5 Significando observação, experimentação, reflexão e/ ou juízo.

1.1. A VIRTUDE NOS TRATADOS

Cumpre antecipar que não se trata de uma tese sobre virtude, assim como virtude não é somente parte do título desta tese. Virtude, do grego ἀρετή (arete), assume aqui, definitivamente, o sinônimo grego de excelência em cada ação refletida, no fazer bem feito e na justa medida, sendo esta a ideia de virtude da filosofia ocidental que mais se associa a esta investigação. Além de qualidade, uirtus (virtus) poderia também se referir a potencialidade, particularidade, qualidade, determinação – definições de virtude traduzidas do latim que têm origem naquilo que é superior, elevado.

Como será mostrado mais adiante, este termo produz eco quando o assunto é discussão de valor em arquitetura. Assim, com base em referências filosóficas e na revisão dos tratados de Vitrúvio e Alberti, esta parte do capítulo debruça-se sobre o que é virtude e do que se ocupa.

Vitrúvio [I a.C] não coloca em evidência o termo virtude no tratado Da Arquitetura. Entretanto, há duas passagens onde cita o “Templo da Honra e da Virtude” – Aedes Honor et Virtutis, projetado por G. Mucius arquiteto romano anterior à Vitrúvio. Na primeira anotação do Livro III, Vitrúvio classifica-o como templo períptero (VITRÚVIO, 2009); já na segunda, aventa a necessidade de haver escritos sobre esse arquiteto que construiu segundo a tradição, aplicando um dos princípios fundamentais da “arte arquitetura”, a proporção [DA L VII, Pr. 17]:

17. Não é, porém, apenas de Cossúcio que desejaríamos possuir escritos sobre estas coisas, mas também de G. Múcio que com grande sabedoria construiu o templo da Honra e da Virtude, dedicado por Mário, onde aplicou as proporções da cela, colunas

e arquitraves segundo os genuínos princípios da Arte.
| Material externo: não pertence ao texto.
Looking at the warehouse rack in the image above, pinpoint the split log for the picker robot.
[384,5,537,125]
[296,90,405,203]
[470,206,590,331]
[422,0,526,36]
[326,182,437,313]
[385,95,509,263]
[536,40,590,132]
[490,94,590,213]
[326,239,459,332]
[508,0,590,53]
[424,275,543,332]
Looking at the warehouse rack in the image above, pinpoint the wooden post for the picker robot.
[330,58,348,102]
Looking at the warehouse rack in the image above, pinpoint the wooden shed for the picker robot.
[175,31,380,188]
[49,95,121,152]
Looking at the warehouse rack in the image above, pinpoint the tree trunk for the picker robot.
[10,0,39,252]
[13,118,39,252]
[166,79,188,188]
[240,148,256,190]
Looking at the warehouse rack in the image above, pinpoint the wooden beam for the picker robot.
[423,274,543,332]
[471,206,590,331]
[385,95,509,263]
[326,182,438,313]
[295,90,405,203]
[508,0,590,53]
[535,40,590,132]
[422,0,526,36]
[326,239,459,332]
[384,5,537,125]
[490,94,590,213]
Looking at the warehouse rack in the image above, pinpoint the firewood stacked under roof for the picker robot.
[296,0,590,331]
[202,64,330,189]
Se, na realidade, se tratasse

de um templo de mármore, de tal modo que tivesse não só a subtileza artística como crédito da magnificiência e da sumptuosidade, seria considerado entre as primeiras e mais importantes obras (VITRÚVIO, 2009, p. 262, grifo nosso).

Há, sobretudo, uma ocorrência direta do termo virtus (virtù) para o latim na versão de Rose Et Strübing [DA L VIII; III-28]:

nulla enim ex omnibus rebus tantas habere videtur ad usum necessitates quantas aqua, ideo quod omnium animalium natura si frumenti fructu privata fuerit arbustive aut carne aut piscatu aut etiam qualibet ex his, reliquis rebus escarum utendo poterir tueri vitam, sine aqua vero nec corpus animalium nec ulla cibi virtus potest nasci nec tueri nec parari. quare magna diligentia industriaque quaerendi sunt et eliffendi fontes ad humanae vitae sakibritatem (VITRUVII, 1867,

p. 204, grifo nosso).

O correspondente de virtus no singular, para o português, na versão de Maciel, equivale à qualidade

do que é essencial, fundamental, alimento, material, substância [DA, L VIII; III-28]:

28. Com efeito, de entre todas as coisas, parece que nenhuma apresenta tanta utilidade quanto a água, pela simples razão de que, podendo a natureza de todos os seres vivos manter a sua vida se for privada do fruto do cereal, de vegetais, de carne ou de peixe, valendo-se do que lhe restar disto como alimento, sem água nem seres vivos, nem mesmo alguma substância alimentar poderá surgir, manter-se ou mesmo desenvolver- se. Por isso deverão procurar-se e escolher-se as fontes, com grande diligência e indústria, tendo em vista a saúde da vida humana (VITRÚVIO, 2009, p. 309).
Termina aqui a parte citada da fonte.